Strategies aimed at improving prediction of placenta-mediated complications often incorporate the previously mentioned serum biomarkers with hemodynamic blood flow data obtained with noninvasive imaging technologies of the uteroplacental and maternal circulation early in pregnancy.
In a recent review by Poon and Nicolaides, the effectiveness of screening at 11–13 weeks of pregnancy for early preeclampsia by specific maternal risk factors alone or in combination with several biophysical and biochemical markers, including PAPP-A, PlGF, the uterine artery pulsatility index (UtA PI), and mean arterial pressure (MAP), was evaluated. They reported a detection rate of 93% for maternal risk factors alone and of 96% when specific biomarkers were added to the prediction model (49,50).
Crovetto et al. recently published a nested case-control study within a cohort of nearly 6,000 pregnancies, including 28 cases of early preeclampsia. They looked at maternal characteristics and serum markers and found that significant contributors to early preeclampsia prediction were a maternal history of chronic hypertension and/or preeclampsia, and values of MAP, UtA PI, PlGF, and sFlt-1 (51).
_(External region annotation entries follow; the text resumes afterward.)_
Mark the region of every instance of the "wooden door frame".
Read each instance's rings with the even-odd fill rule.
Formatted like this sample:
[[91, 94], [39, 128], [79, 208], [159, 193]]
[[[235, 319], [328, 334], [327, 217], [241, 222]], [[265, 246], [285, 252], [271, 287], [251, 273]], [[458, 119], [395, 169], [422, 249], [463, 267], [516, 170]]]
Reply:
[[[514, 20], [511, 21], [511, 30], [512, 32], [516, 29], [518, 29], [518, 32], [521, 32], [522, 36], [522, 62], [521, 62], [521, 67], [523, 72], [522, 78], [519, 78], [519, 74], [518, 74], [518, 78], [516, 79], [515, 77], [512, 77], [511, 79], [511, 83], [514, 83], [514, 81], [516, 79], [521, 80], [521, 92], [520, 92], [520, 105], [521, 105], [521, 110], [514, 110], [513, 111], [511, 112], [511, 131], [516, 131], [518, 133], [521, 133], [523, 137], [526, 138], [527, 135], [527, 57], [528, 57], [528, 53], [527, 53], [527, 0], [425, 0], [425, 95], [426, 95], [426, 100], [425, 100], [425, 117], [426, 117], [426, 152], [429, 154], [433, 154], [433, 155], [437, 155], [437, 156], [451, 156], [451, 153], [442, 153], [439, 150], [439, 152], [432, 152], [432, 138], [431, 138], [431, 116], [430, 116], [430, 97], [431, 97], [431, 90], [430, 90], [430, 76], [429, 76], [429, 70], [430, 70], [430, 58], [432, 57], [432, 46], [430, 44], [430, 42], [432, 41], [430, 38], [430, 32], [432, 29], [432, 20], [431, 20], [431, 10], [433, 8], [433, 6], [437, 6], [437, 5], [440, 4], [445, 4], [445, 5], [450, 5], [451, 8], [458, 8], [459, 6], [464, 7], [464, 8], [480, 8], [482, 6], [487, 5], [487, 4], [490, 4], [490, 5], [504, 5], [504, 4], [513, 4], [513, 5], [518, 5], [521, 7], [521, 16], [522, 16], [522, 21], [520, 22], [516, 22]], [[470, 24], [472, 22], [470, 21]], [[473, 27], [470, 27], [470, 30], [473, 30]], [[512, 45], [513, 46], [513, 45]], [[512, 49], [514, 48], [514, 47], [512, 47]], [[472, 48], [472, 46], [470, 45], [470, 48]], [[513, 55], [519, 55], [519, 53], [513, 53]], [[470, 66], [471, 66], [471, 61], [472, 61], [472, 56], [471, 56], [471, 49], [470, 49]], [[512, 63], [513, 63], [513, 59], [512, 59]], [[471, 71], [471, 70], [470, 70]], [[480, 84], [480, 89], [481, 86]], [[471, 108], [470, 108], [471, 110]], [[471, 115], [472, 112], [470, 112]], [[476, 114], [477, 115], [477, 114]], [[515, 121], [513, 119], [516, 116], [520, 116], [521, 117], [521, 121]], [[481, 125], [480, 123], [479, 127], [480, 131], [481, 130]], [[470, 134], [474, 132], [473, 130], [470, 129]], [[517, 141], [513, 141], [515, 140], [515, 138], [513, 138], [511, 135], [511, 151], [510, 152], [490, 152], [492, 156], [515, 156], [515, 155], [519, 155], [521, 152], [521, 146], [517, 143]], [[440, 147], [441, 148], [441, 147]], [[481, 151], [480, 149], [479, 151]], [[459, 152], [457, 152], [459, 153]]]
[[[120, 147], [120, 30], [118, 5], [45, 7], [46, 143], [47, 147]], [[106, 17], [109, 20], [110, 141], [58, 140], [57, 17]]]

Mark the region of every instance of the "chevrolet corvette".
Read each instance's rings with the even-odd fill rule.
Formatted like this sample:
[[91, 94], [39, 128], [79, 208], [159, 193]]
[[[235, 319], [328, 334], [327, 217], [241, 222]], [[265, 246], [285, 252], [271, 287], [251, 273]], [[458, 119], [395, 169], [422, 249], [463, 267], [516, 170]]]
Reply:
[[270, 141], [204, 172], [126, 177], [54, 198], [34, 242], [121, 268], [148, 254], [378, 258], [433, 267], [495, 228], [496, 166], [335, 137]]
Gaccioli and coworkers published the results of a prospective cohort study aiming to investigate the predictive ability of the association between elevated sFlt-1/PlGF ratio (>85th percentile) and ultrasonically suspected growth restricted fetus (<10th percentile), evaluated at 28 and 36 weeks of gestational age, for preterm delivery with FGR (28 weeks) and for term delivery of a growth restricted fetus with maternal preeclampsia or perinatal morbidity or mortality (52). The authors found that the positive likelihood ratios at both gestational ages were higher than previously described definitions of suspected FGR using purely ultrasonic assessment, thus suggesting that screening and intervention based on an approach combining ultrasound and biomarkers of placental insufficiency could result in net benefit, thus being worth it to be explored in a randomized controlled trial. In a subsequent review, the same authors stressed the role of omic technologies in accelerating discovery of novel and more potent biomarkers for FGR screening by means of next-generation sequencing with unbiased interrogation of genomes or transcriptomes in clinical specimens (53).
Aiming to identify novel serological protein markers to predict preeclampsia with a multi-omic-based discovery approach, Liu and coworkers identified three upregulated and six downregulated biomarkers in preeclamptic sera, associated with lipid homeostasis (APO-E), inflammation (α-2-macroglobin, A2M), and coagulation (disintegrin and ADAM12) (54). Two optimal biomarker panels were then developed for early and late-onset preeclampsia assessment, showing a superior detection rate as compared with the well-known sFlt-1/PIGF ratio.